T = Tr + Tf = 1.56 + 1.56 = 3.125 s. =
Time t0 return to earth.
t
To solve this problem, we will use the given equation h = -16t^2 + 50t.
a) To find how high the rocket is 1 second after it was fired, we substitute t = 1 into the equation:
h = -16(1)^2 + 50(1)
h = -16 + 50
h = 34 feet
Therefore, the rocket is 34 feet high 1 second after it was fired.
b) To find how long it takes for the rocket to return to the ground, we need to find the value of t when h = 0.
0 = -16t^2 + 50t
To solve this quadratic equation, we can factor it or use the quadratic formula.
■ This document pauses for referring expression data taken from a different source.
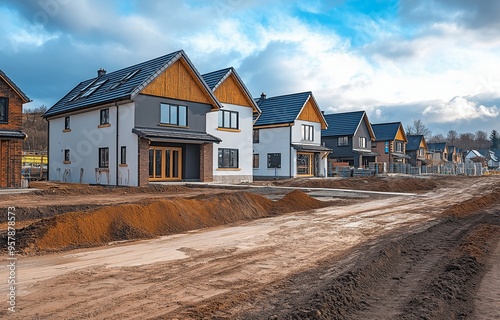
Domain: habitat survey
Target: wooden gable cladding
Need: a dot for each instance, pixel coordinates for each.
(178, 82)
(310, 112)
(400, 135)
(230, 91)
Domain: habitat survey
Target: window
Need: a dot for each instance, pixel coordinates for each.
(362, 142)
(104, 116)
(228, 158)
(123, 155)
(173, 114)
(399, 146)
(4, 109)
(67, 125)
(256, 136)
(228, 119)
(256, 161)
(103, 157)
(274, 160)
(343, 141)
(307, 132)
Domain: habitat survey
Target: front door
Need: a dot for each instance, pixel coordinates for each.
(165, 164)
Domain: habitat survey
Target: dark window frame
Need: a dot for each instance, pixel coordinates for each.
(256, 135)
(343, 141)
(104, 157)
(104, 116)
(173, 109)
(256, 161)
(4, 104)
(123, 155)
(226, 158)
(222, 119)
(67, 123)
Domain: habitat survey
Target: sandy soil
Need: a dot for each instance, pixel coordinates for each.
(376, 258)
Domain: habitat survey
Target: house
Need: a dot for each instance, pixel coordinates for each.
(390, 142)
(439, 153)
(287, 137)
(350, 136)
(142, 123)
(233, 124)
(417, 150)
(11, 135)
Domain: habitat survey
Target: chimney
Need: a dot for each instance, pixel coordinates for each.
(101, 72)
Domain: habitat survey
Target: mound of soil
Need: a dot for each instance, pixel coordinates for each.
(385, 184)
(134, 221)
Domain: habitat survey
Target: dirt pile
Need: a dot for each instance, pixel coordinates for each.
(135, 221)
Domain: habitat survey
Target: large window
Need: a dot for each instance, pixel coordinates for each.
(307, 132)
(399, 147)
(228, 158)
(343, 141)
(255, 135)
(173, 114)
(362, 142)
(228, 119)
(256, 161)
(4, 109)
(104, 116)
(103, 157)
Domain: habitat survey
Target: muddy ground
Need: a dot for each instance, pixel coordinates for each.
(433, 255)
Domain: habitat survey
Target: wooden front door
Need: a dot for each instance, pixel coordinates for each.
(165, 164)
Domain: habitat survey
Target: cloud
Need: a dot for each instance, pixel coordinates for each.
(459, 108)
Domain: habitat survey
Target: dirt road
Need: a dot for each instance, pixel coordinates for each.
(387, 258)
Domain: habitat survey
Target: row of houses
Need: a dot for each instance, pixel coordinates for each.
(161, 120)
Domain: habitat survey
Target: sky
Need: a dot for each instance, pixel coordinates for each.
(437, 61)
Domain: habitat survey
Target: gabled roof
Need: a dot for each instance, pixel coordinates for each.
(215, 78)
(14, 87)
(414, 142)
(285, 109)
(346, 124)
(387, 131)
(437, 146)
(120, 85)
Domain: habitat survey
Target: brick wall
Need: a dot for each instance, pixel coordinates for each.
(143, 169)
(206, 162)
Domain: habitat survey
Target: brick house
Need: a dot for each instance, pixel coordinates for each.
(11, 134)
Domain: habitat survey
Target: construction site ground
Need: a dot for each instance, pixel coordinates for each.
(414, 248)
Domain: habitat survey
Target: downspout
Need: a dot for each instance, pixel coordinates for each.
(117, 147)
(290, 157)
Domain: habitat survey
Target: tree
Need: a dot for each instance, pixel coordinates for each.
(452, 137)
(495, 140)
(418, 128)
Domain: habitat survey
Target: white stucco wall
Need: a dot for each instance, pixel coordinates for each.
(241, 140)
(274, 140)
(84, 141)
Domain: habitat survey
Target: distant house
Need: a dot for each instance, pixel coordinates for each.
(287, 137)
(390, 142)
(233, 159)
(439, 153)
(350, 136)
(417, 150)
(142, 123)
(11, 135)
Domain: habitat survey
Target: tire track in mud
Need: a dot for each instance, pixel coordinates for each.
(428, 275)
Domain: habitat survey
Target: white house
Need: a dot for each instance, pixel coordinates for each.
(287, 137)
(154, 121)
(233, 124)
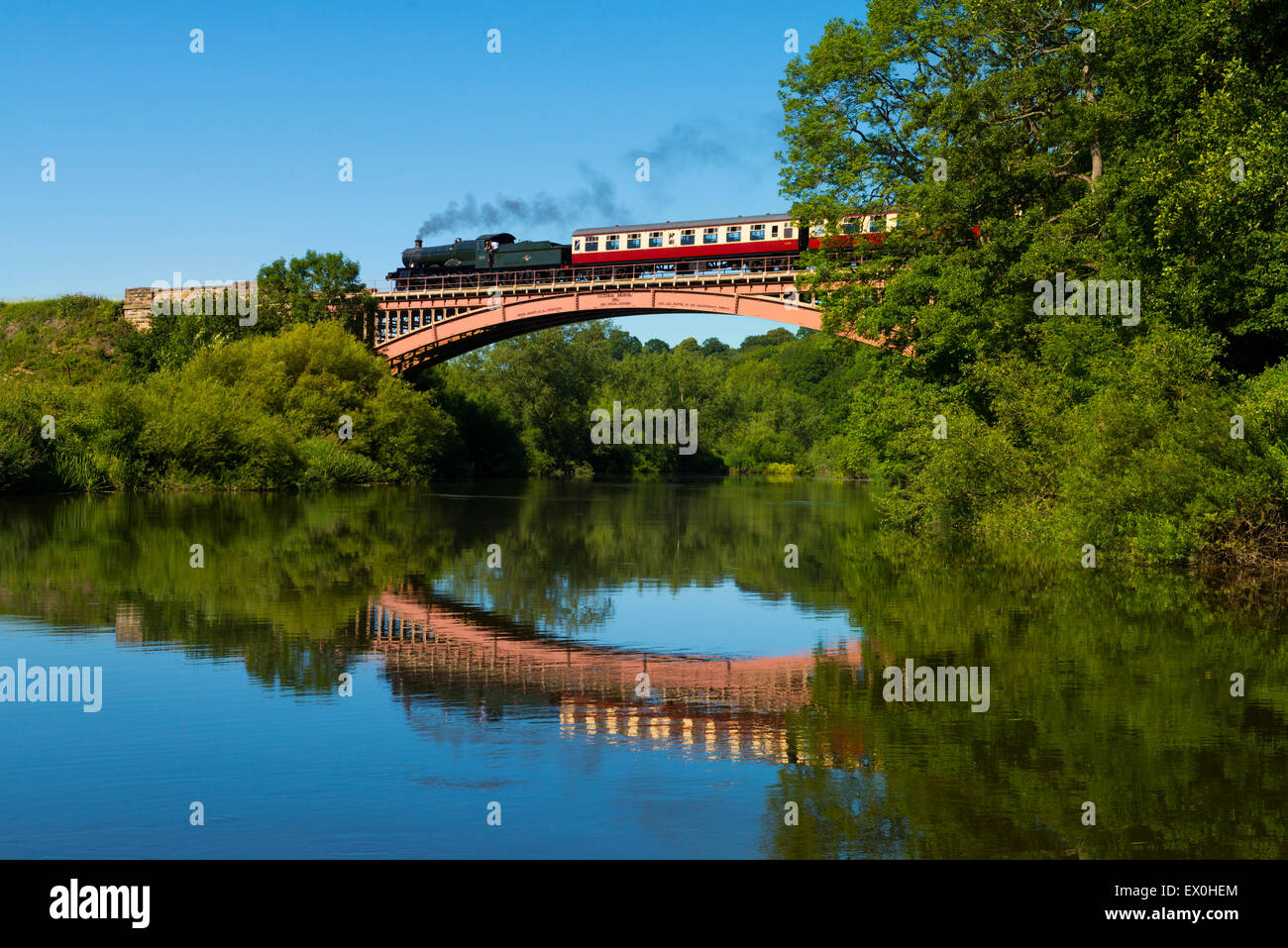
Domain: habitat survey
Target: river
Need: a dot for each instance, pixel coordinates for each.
(612, 670)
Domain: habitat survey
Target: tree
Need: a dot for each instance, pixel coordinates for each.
(312, 288)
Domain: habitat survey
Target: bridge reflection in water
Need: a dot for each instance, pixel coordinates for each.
(719, 707)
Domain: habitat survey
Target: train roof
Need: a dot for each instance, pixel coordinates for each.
(673, 224)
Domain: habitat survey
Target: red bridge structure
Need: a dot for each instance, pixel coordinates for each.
(426, 320)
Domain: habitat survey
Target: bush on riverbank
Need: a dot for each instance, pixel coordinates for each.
(254, 414)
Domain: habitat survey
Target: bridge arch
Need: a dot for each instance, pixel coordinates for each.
(425, 326)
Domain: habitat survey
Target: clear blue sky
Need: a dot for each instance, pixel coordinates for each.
(214, 163)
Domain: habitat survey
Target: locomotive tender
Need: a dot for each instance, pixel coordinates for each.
(682, 244)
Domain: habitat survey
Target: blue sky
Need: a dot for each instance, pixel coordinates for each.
(214, 163)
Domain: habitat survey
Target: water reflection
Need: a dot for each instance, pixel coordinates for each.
(716, 706)
(764, 682)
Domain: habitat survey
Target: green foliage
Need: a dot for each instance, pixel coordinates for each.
(261, 412)
(1014, 149)
(73, 337)
(310, 288)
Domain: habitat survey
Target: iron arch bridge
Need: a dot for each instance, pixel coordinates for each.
(433, 318)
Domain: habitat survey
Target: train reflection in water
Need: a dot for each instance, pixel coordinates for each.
(713, 706)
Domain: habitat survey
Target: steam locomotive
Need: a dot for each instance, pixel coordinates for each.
(683, 244)
(488, 252)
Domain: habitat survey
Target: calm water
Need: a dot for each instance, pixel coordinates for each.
(519, 689)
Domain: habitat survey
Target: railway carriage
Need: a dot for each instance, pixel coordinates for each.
(683, 245)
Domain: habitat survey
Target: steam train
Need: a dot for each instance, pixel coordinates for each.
(683, 244)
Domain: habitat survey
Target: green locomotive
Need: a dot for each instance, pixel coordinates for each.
(487, 253)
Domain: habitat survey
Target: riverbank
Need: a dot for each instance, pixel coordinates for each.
(1155, 467)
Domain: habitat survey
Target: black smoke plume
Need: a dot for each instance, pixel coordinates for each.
(595, 202)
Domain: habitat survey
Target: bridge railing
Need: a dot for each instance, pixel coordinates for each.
(485, 281)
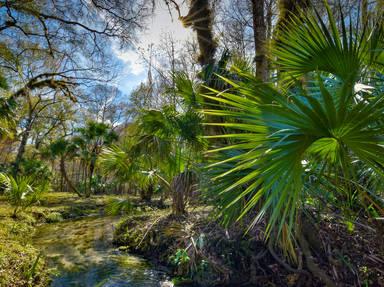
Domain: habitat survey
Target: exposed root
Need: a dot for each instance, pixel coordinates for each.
(311, 264)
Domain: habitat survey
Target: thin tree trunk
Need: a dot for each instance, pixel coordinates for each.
(67, 180)
(21, 149)
(259, 33)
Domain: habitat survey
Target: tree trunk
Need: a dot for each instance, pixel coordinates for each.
(90, 176)
(21, 149)
(288, 8)
(259, 34)
(181, 188)
(146, 194)
(200, 19)
(67, 180)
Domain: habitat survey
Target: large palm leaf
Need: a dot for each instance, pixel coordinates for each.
(278, 135)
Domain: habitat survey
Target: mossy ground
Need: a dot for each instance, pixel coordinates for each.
(20, 264)
(195, 247)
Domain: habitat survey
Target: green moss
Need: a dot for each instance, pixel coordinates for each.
(54, 217)
(20, 266)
Let's use the quadratic formula:
t = (-b ± √(b^2 - 4ac)) / (2a)
Here, a = -16, b = 50, and c = 0. Plugging in these values:
t = (-50 ± √(50^2 - 4(-16)(0))) / (2(-16))
t = (-50 ± √(2500)) / (-32)
t = (-50 ± 50) / (-32)
We have two possible solutions:
1) t = (-50 + 50) / (-32) = 0 / (-32) = 0
2) t = (-50 - 50) / (-32) = -100 / (-32) = 3.125
Therefore, it will take approximately 3.125 seconds for the rocket to return to the ground.
Note: In this case, we discard the negative solution because time cannot be negative in this context.
To solve these questions, we will use the given equation for the height of the rocket, h = -16t^2 + 50t, where h is the height in feet and t is the time in seconds.
a) To find how high the rocket is 1 second after it was fired, we substitute t = 1 into the equation h = -16t^2 + 50t:
h = -16(1)^2 + 50(1)
h = -16 + 50
h = 34 feet
Therefore, the rocket is 34 feet high 1 second after it was fired.
b) To find out how long it will take for the rocket to return to earth, we need to find the value of t for which the height, h, is equal to zero. This indicates that the rocket has returned to the ground.
We set h = -16t^2 + 50t = 0 and solve for t:
-16t^2 + 50t = 0
t(-16t + 50) = 0
Setting each term equal to zero:
t = 0 (which represents the time at the start when the rocket was launched)
-16t + 50 = 0
-16t = -50
t = 50/16
t ≈ 3.125
Therefore, it will take approximately 3.125 seconds for the rocket to return to the earth.